GCS Emitter

Gathr provides GCS emitter. The configuration details for GCS emitter are mentioned below:

Save as DatasetSelect the checkbox to save the schema as dataset. Mention the dataset name.
Connection NameChoose the connection name from the drop down to establish the connection.
Override CredentialsCheck the checkbox for user specific actions.
Service Account Key FileUpload GCP Service Account Key File to create connection. You can test the connection by clicking at the TEST CONNECTION button.
Bucket NameMention the bucket name.
PathMention the sub-directories of the bucket name mentioned above to which the data is to be written.
Output TypeSelect the output format in which the results will be processed.
DelimiterSelect the message field separator.
Output FieldsSelect the fields in the message that needs to be a part of the output data.
Partitioning RequiredTo partition the data, checkmark the box.
Partition ColumnsOption to select fields on which the data will be partitioned.
Save Mode

Save Mode is used to specify the expected behavior of saving data to a data sink.

ErrorifExist: When persisting data, if the data already exists, an exception is expected to be thrown.

Append: When persisting data, if data/table already exists, contents of the Schema are expected to be appended to existing data.

Overwrite: When persisting data, if data/table already exists, existing data is expected to be overwritten by the contents of the Data.

Ignore: When persisting data, if data/table already exists, the save operation is expected to not save the contents of the Data and to not change the existing data.

This is similar to a CREATE TABLE IF NOT EXISTS in SQL

Check point Storage LocationSelect the check pointing storage location.
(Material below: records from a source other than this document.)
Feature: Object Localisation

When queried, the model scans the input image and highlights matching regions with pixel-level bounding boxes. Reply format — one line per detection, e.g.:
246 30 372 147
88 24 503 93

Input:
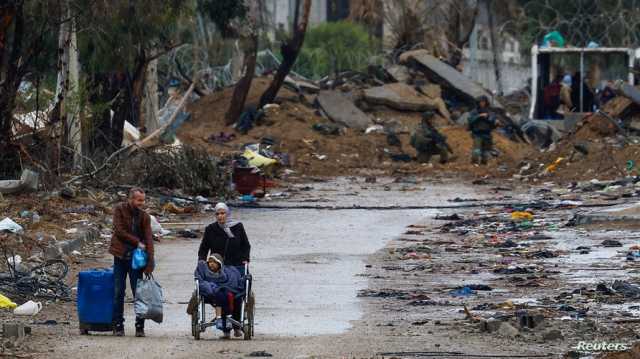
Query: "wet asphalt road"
47 179 492 358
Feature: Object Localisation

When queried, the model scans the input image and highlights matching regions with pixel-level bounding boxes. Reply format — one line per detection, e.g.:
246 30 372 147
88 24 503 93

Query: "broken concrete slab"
385 65 411 82
318 91 371 131
364 83 451 119
364 83 436 111
400 50 503 109
602 96 633 118
284 76 320 93
542 329 564 341
0 170 39 194
620 83 640 105
44 228 100 260
498 322 520 338
480 319 503 333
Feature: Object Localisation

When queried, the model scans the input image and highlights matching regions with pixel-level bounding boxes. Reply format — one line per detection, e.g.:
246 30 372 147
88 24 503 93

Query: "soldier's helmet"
422 110 436 122
476 95 490 107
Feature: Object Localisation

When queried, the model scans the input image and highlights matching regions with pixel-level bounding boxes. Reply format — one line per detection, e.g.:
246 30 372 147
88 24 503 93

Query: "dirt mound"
178 78 530 180
533 114 640 182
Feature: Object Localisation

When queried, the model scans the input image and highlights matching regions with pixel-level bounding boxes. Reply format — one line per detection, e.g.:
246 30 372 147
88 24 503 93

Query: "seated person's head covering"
214 202 237 238
207 253 224 268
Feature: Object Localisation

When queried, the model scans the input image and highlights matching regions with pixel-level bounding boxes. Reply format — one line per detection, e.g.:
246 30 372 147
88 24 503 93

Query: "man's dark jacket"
198 222 251 266
109 202 154 273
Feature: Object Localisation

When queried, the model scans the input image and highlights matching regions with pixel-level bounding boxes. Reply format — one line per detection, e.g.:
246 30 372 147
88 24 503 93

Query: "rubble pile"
523 89 640 181
177 59 533 180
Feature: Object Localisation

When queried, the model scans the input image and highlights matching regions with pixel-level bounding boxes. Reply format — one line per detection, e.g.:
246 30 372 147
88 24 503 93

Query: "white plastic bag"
134 275 163 323
0 217 24 233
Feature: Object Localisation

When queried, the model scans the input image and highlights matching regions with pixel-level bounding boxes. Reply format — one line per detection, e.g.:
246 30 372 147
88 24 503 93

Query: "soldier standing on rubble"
469 96 496 165
411 111 453 164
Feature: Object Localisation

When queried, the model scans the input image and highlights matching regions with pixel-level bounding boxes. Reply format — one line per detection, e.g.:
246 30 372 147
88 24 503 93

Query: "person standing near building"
468 96 496 165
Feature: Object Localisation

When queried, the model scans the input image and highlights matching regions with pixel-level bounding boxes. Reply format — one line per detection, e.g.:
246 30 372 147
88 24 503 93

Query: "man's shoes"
113 324 124 337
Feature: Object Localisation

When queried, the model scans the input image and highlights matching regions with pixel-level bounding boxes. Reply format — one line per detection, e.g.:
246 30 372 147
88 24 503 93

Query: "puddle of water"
241 210 427 336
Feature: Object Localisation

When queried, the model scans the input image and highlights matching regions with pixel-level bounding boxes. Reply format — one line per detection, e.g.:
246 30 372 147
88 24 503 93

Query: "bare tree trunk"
259 0 312 107
225 31 258 125
0 3 24 147
55 0 82 167
485 0 503 94
142 60 160 133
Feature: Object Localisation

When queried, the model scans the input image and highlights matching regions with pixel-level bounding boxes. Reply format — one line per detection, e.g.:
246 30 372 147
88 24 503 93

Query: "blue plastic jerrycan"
77 269 114 324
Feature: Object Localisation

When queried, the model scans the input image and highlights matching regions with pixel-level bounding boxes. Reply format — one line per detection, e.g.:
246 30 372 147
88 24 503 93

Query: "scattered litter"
435 213 463 221
449 286 476 297
0 217 24 233
511 211 533 221
0 294 18 309
601 239 622 247
247 350 273 357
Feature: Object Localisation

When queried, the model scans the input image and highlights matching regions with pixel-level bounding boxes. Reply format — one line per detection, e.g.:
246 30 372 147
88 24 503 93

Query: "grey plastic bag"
134 275 163 323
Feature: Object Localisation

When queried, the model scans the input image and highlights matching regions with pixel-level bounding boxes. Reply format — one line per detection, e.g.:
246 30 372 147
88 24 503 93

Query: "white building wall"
267 0 327 30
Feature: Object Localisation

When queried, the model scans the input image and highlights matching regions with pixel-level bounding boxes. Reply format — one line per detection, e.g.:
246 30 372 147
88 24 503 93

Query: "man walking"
469 96 496 165
109 188 154 337
411 111 451 164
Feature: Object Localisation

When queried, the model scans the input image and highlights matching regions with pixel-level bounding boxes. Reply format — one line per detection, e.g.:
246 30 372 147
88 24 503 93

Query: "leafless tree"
260 0 312 107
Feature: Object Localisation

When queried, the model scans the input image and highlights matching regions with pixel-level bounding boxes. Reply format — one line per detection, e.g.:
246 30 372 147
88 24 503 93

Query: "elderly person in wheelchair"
194 253 245 339
187 203 255 340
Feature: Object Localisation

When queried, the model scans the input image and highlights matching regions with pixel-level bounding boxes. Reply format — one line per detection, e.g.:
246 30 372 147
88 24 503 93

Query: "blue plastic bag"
131 248 147 270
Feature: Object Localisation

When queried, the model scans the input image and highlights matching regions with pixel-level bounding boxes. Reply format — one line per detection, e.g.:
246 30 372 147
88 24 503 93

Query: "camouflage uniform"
411 121 449 163
469 110 496 165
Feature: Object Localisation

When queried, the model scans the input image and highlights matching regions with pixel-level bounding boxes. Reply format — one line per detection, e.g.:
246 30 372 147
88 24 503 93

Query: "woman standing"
194 253 244 339
198 202 251 274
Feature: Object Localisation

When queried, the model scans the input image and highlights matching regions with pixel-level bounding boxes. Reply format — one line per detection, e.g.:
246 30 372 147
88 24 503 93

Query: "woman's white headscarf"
214 202 237 238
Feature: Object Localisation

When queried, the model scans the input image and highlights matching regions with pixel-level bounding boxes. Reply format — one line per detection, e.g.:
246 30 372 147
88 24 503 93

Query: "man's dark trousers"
113 257 144 328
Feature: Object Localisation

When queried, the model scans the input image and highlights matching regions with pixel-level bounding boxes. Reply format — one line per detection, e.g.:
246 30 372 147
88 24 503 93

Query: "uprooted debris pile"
520 85 640 181
118 145 231 198
178 60 531 175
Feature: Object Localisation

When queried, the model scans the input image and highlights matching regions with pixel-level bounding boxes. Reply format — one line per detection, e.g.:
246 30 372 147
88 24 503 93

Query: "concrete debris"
498 322 520 338
542 329 564 341
620 82 640 105
318 91 371 131
400 50 502 109
364 83 448 116
385 65 411 83
0 169 39 194
0 217 24 233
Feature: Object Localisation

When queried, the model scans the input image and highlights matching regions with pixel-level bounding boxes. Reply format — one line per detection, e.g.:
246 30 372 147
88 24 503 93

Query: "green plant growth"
293 21 380 79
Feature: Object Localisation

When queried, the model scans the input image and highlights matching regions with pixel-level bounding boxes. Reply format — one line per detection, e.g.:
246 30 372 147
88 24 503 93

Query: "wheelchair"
191 263 255 340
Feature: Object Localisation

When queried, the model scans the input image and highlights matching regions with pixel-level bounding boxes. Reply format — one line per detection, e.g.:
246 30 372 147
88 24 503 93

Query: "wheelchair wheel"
191 305 200 340
242 292 255 340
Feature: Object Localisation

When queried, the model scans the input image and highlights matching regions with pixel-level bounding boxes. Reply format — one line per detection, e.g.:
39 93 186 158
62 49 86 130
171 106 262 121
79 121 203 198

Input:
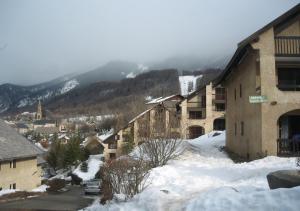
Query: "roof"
0 120 42 161
214 4 300 86
146 95 184 105
16 122 28 129
35 127 59 134
33 119 56 125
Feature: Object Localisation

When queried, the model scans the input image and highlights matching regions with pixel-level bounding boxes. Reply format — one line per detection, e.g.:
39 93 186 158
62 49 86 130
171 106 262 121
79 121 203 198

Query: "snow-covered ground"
0 189 18 196
87 132 300 211
73 154 103 181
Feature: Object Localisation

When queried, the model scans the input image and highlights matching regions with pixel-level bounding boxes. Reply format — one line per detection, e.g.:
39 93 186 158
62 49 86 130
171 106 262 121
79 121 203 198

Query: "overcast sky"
0 0 299 84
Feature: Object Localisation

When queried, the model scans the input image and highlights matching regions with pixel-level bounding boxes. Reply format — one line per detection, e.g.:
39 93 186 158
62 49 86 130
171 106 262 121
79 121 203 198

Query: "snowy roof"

The available options are S3, HDFS, EFS.
Check point ConnectionsSelect the connection from the drop-down list. Connections are listed corresponding to the selected storage location.
Override CredentialsCheck the checkbox for user specific actions.
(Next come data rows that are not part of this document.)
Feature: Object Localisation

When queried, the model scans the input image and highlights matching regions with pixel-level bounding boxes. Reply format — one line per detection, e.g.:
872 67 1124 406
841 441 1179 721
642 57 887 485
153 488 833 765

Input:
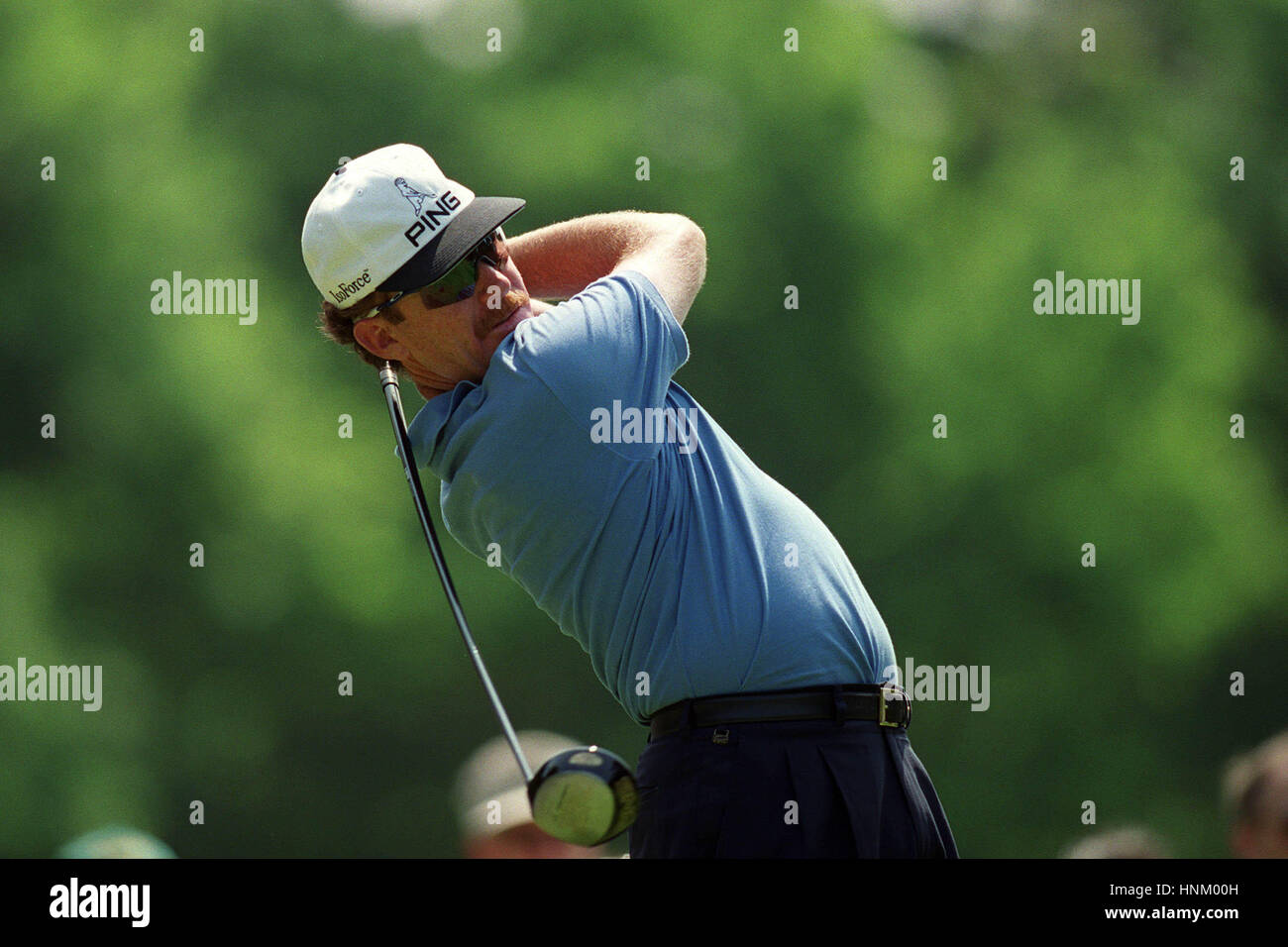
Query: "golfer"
303 145 957 858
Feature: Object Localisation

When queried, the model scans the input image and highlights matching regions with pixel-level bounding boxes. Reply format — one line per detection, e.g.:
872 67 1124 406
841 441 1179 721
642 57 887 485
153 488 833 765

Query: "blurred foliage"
0 0 1288 857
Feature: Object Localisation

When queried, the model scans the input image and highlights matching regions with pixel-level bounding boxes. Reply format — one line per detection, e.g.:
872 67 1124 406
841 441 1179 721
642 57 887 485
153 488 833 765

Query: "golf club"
380 362 639 847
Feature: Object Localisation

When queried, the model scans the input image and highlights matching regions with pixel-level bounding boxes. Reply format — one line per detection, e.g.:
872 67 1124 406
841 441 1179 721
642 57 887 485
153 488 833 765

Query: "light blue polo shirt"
409 271 896 721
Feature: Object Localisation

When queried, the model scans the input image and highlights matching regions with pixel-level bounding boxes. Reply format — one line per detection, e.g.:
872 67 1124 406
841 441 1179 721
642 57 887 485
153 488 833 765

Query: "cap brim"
380 197 527 292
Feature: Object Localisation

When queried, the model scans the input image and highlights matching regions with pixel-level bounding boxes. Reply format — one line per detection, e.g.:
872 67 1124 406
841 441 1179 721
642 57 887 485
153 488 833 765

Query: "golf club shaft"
380 362 532 784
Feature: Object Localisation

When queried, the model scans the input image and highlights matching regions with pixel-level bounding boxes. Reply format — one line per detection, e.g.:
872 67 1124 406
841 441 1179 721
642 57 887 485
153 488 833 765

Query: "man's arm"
506 210 707 323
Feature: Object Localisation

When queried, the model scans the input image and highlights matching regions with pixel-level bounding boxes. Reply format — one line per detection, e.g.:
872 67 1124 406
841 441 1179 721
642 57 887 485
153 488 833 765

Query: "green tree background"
0 0 1288 857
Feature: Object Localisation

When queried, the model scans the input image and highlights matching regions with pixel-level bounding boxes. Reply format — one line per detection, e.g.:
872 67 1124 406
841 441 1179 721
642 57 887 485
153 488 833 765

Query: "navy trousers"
630 720 957 858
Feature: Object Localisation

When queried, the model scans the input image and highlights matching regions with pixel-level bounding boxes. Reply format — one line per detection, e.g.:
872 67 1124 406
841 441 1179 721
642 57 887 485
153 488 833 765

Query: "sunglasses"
355 227 510 322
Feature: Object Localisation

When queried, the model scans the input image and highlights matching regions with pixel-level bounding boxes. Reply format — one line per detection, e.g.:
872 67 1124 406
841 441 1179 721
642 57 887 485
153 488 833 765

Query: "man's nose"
477 261 511 294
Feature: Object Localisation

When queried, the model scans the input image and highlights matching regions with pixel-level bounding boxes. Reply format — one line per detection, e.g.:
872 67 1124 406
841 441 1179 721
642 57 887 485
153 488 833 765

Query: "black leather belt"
648 684 912 740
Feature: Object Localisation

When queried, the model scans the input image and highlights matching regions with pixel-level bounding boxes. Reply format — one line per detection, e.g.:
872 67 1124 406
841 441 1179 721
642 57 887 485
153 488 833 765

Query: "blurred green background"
0 0 1288 857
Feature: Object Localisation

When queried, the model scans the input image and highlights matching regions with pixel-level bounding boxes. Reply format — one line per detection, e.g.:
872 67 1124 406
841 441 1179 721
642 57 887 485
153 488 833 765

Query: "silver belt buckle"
877 685 912 727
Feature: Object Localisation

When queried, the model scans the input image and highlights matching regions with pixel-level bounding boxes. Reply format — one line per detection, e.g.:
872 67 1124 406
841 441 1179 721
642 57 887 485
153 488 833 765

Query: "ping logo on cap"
394 177 430 217
406 187 461 246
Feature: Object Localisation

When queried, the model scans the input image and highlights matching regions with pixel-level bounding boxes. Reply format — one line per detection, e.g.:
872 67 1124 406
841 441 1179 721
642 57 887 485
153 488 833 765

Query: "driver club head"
528 746 639 847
The name of user through which the Hadoop service is running.

Checkpoint Directory

It is the path where Spark Application stores the checkpointing data.

For HDFS and EFS, enter the relative path like /user/hadoop/, checkpointingDir system will add suitable prefix by itself.

For S3, enter an absolute path like: S3://BucketName/checkpointingDir

Time-Based Check PointSelect checkbox to enable timebased checkpoint on each pipeline run i.e. in each pipeline run above provided checkpoint location will be appended with current time in millis.
Enable TriggerTrigger defines how frequently a streaming query should be executed.
Trigger Type

Available options in drop-down are:

One Time Micro Batch

Fixed Interval Micro Batch


User can add further configurations (Optional).

Example: Perform imputation by clicking the ADD CONFIGURATION button.

Example: nullValue =123, the output will replace all null values with 123

ENVIRONMENT PARAMSClick the + ADD PARAM button to add further parameters as key-value pair.